A communication strategy determines how the various interaction modes are supported.
- Teacher--Student interaction
- Which activities and resources will be used to communicate the content, discuss it with learners, and provide feedback? Pages, Forums, Books, Lessons, Quizzes, etc. allow learners to control the pace, but Chat and other live communications tools outside Moodle can create additional engagement.
- Student--Student interaction
- Learners like to be able discuss the course with one another. Will you use Forums or other collaborative activities (such as Wikis or community Blogs)? Will you offer both synchronous (live) and asynchronous options for interaction?
- Student--Content interaction
- Learners will no doubt read and view content presented in Pages, Books, and Lessons, but they will think even more deeply about it if content questions and exercises are included within Lessons and Quizzes.

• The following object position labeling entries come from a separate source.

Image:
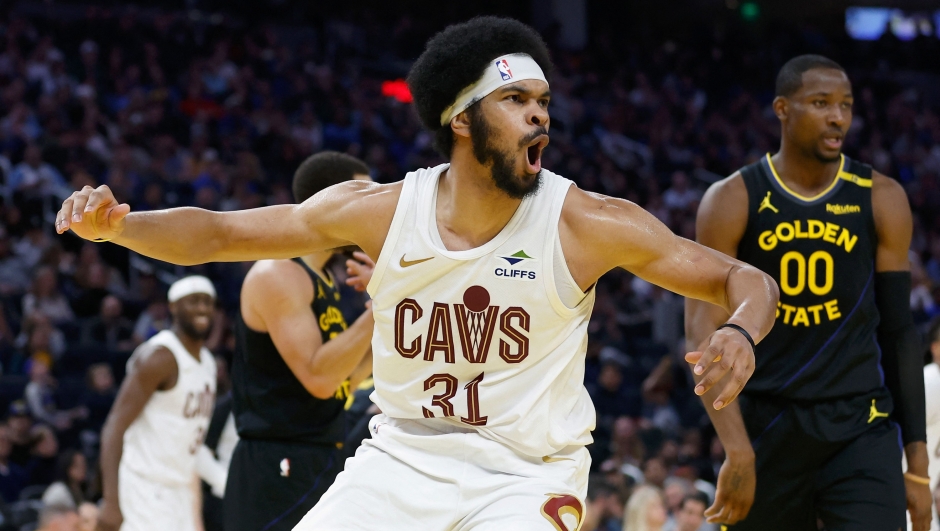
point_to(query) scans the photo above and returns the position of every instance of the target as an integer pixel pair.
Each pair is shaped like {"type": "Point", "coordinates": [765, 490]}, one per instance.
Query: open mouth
{"type": "Point", "coordinates": [534, 153]}
{"type": "Point", "coordinates": [833, 141]}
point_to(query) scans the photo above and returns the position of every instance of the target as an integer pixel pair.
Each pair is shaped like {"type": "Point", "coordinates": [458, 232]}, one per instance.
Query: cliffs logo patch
{"type": "Point", "coordinates": [513, 272]}
{"type": "Point", "coordinates": [564, 511]}
{"type": "Point", "coordinates": [504, 70]}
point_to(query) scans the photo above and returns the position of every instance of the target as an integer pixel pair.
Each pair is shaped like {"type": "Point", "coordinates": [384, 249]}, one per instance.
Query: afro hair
{"type": "Point", "coordinates": [323, 170]}
{"type": "Point", "coordinates": [457, 57]}
{"type": "Point", "coordinates": [790, 77]}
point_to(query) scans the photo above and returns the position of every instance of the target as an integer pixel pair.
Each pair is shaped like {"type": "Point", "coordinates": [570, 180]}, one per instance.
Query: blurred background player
{"type": "Point", "coordinates": [932, 397]}
{"type": "Point", "coordinates": [295, 365]}
{"type": "Point", "coordinates": [835, 235]}
{"type": "Point", "coordinates": [159, 419]}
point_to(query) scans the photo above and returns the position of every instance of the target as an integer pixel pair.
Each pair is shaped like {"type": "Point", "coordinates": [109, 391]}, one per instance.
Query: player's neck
{"type": "Point", "coordinates": [471, 210]}
{"type": "Point", "coordinates": [192, 345]}
{"type": "Point", "coordinates": [804, 173]}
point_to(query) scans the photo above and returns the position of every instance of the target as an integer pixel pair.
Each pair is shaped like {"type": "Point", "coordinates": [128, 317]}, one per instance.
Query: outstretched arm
{"type": "Point", "coordinates": [720, 224]}
{"type": "Point", "coordinates": [600, 233]}
{"type": "Point", "coordinates": [350, 213]}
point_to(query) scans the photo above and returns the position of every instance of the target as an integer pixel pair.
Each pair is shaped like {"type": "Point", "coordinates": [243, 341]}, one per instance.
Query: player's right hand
{"type": "Point", "coordinates": [109, 518]}
{"type": "Point", "coordinates": [734, 494]}
{"type": "Point", "coordinates": [93, 214]}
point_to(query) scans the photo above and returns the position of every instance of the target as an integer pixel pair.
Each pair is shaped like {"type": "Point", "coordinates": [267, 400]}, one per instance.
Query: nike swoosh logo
{"type": "Point", "coordinates": [409, 263]}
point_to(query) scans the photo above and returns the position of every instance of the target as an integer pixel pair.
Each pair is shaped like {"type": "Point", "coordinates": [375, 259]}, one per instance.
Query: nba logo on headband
{"type": "Point", "coordinates": [504, 70]}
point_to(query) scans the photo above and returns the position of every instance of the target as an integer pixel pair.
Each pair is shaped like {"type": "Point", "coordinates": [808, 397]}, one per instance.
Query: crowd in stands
{"type": "Point", "coordinates": [171, 110]}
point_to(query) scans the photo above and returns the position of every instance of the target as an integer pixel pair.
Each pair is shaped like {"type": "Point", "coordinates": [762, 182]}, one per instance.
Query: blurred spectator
{"type": "Point", "coordinates": [58, 518]}
{"type": "Point", "coordinates": [645, 510]}
{"type": "Point", "coordinates": [109, 330]}
{"type": "Point", "coordinates": [43, 456]}
{"type": "Point", "coordinates": [44, 297]}
{"type": "Point", "coordinates": [13, 478]}
{"type": "Point", "coordinates": [14, 273]}
{"type": "Point", "coordinates": [152, 320]}
{"type": "Point", "coordinates": [36, 178]}
{"type": "Point", "coordinates": [603, 509]}
{"type": "Point", "coordinates": [680, 196]}
{"type": "Point", "coordinates": [98, 397]}
{"type": "Point", "coordinates": [40, 396]}
{"type": "Point", "coordinates": [87, 517]}
{"type": "Point", "coordinates": [71, 481]}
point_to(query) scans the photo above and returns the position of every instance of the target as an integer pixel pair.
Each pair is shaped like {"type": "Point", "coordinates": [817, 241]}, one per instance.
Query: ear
{"type": "Point", "coordinates": [460, 124]}
{"type": "Point", "coordinates": [781, 107]}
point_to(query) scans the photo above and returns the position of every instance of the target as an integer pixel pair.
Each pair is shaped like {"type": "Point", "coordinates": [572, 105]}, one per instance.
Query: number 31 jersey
{"type": "Point", "coordinates": [481, 338]}
{"type": "Point", "coordinates": [821, 252]}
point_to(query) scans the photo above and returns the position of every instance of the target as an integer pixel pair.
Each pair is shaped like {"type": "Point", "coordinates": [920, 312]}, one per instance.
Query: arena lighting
{"type": "Point", "coordinates": [870, 23]}
{"type": "Point", "coordinates": [397, 89]}
{"type": "Point", "coordinates": [750, 11]}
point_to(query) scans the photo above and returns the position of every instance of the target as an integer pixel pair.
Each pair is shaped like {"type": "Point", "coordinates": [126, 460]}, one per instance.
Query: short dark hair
{"type": "Point", "coordinates": [790, 77]}
{"type": "Point", "coordinates": [457, 57]}
{"type": "Point", "coordinates": [698, 496]}
{"type": "Point", "coordinates": [323, 170]}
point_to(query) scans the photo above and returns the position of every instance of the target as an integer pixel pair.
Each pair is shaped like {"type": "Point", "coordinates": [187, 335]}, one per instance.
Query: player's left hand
{"type": "Point", "coordinates": [359, 271]}
{"type": "Point", "coordinates": [727, 352]}
{"type": "Point", "coordinates": [919, 502]}
{"type": "Point", "coordinates": [734, 495]}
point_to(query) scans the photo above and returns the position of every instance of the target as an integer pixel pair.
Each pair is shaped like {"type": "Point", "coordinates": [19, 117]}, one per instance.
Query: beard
{"type": "Point", "coordinates": [190, 330]}
{"type": "Point", "coordinates": [501, 162]}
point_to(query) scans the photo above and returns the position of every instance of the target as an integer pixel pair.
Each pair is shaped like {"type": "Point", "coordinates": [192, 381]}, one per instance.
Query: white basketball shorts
{"type": "Point", "coordinates": [150, 506]}
{"type": "Point", "coordinates": [431, 476]}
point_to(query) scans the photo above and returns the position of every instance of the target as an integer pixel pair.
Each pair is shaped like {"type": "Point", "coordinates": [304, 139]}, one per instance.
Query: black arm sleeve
{"type": "Point", "coordinates": [900, 354]}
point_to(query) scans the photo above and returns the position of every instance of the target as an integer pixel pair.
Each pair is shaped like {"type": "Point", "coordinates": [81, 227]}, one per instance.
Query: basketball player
{"type": "Point", "coordinates": [159, 419]}
{"type": "Point", "coordinates": [835, 235]}
{"type": "Point", "coordinates": [481, 296]}
{"type": "Point", "coordinates": [294, 366]}
{"type": "Point", "coordinates": [932, 398]}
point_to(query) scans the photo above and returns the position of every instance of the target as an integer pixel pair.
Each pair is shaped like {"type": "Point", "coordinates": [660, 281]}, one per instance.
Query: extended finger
{"type": "Point", "coordinates": [64, 215]}
{"type": "Point", "coordinates": [711, 354]}
{"type": "Point", "coordinates": [79, 200]}
{"type": "Point", "coordinates": [740, 372]}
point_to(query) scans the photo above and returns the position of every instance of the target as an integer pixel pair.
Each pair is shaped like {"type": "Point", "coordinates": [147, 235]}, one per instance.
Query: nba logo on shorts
{"type": "Point", "coordinates": [503, 68]}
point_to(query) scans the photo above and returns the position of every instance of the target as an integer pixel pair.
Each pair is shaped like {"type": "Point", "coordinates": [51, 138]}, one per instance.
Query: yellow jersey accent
{"type": "Point", "coordinates": [828, 188]}
{"type": "Point", "coordinates": [873, 413]}
{"type": "Point", "coordinates": [766, 204]}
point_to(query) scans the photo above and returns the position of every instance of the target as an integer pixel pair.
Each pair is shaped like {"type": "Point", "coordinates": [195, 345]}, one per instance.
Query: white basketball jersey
{"type": "Point", "coordinates": [161, 444]}
{"type": "Point", "coordinates": [480, 337]}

- Teacher--Teacher interaction
- If a course is being taught or developed by more than one teacher, options for private discussion need to be available if they are not at the same location. Teacher Forums can be hidden from participants.
Unit 1 focuses on creating the communication strategy and communicating about the learning environment. How to use Moodle tools for teaching the content is discussed in more detail in Units 3 and 4.
Remember that Moodle is not only for distance learning courses. Moodle is also a valuable tool to enhance communications in classroom courses.